Una scena dal film Campioni

Una scena dal film Campioni

Ed è proprio qui che si vede se un film è valido oppure no. O, volendo usare una metafora rubata al basket, se riesce ad andare a canestro. Se è in grado di convincere pur avendo ben chiaro il destino del personaggio principale, pur sapendo che il lato umano vincerà su quello egoistico, e che tutti gli sforzi volgeranno al meglio per la nuova squadra, vuol dire che Bobby si è prodotto in un terzo tempo perfetto.
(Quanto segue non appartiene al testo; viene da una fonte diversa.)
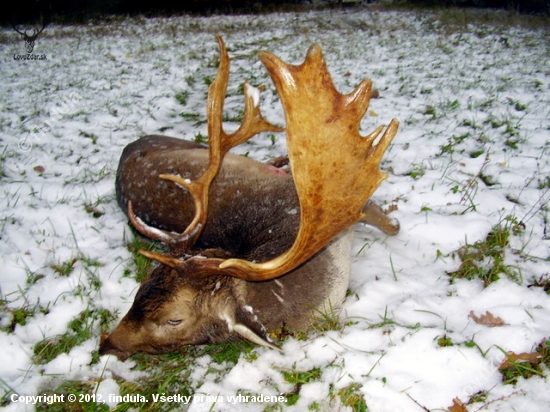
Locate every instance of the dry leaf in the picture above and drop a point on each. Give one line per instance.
(458, 406)
(513, 358)
(487, 319)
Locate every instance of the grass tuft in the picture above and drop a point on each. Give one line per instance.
(485, 259)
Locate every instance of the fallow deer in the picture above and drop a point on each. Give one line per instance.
(251, 248)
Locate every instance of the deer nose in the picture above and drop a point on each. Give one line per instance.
(107, 347)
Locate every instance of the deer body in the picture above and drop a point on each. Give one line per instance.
(251, 248)
(254, 214)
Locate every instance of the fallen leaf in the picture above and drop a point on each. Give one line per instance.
(458, 406)
(513, 358)
(487, 319)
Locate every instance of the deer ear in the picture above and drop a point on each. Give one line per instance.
(248, 327)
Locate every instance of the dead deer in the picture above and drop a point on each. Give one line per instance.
(251, 248)
(29, 39)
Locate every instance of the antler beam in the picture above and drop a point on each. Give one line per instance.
(219, 144)
(335, 169)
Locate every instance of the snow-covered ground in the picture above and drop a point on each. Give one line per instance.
(472, 152)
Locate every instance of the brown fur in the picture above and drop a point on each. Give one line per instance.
(254, 214)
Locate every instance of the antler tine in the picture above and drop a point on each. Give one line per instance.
(219, 144)
(334, 168)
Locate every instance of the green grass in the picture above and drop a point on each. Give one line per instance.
(86, 325)
(485, 259)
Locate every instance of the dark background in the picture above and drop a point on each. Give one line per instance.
(70, 11)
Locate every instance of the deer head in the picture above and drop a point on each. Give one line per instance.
(30, 39)
(203, 296)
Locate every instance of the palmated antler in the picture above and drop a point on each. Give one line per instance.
(335, 169)
(219, 144)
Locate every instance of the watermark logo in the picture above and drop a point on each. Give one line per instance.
(29, 43)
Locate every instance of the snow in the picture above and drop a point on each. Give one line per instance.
(65, 121)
L’arte (leggera) di essere Campioni

Campioni sa come variare sul tema, non cambiando la struttura che appartiene ai feel good movies, ma sapendo muoversi all’interno di quei confini prestabiliti, divertendosi e intrattenendoci in tutti i modi che preferisce. Il tutto seguendo in maniera pedissequa i vari passaggi (obbligatori) che sappiamo questo tipo di commedia debba attraversare, coscienti che non importa quanto è difficile diventare migliori o ciò a cui si deve rinunciare, l’importante è percorrere finalmente la strada giusta.

L’opera cerca un brio che arriva soprattutto dalla libertà degli attori, e che riverbera dell’opportunità data dalla sceneggiatura di potersi sbizzarrire. I caratteri dei personaggi, e la genuinità con cui vengono ritratti, svettano di gran lunga sulla sequela di pellicole similari a Campioni, in cui lo stesso lavoro di Farrelly poteva rischiare di rientrare e che ha saputo invece farci simpatia e tenerezza più di quanto ci si potesse aspettare. Un’opera non buonista, ma buona. Che contiene la stessa ironia che può accompagnare ciò che di inatteso riserva la vita.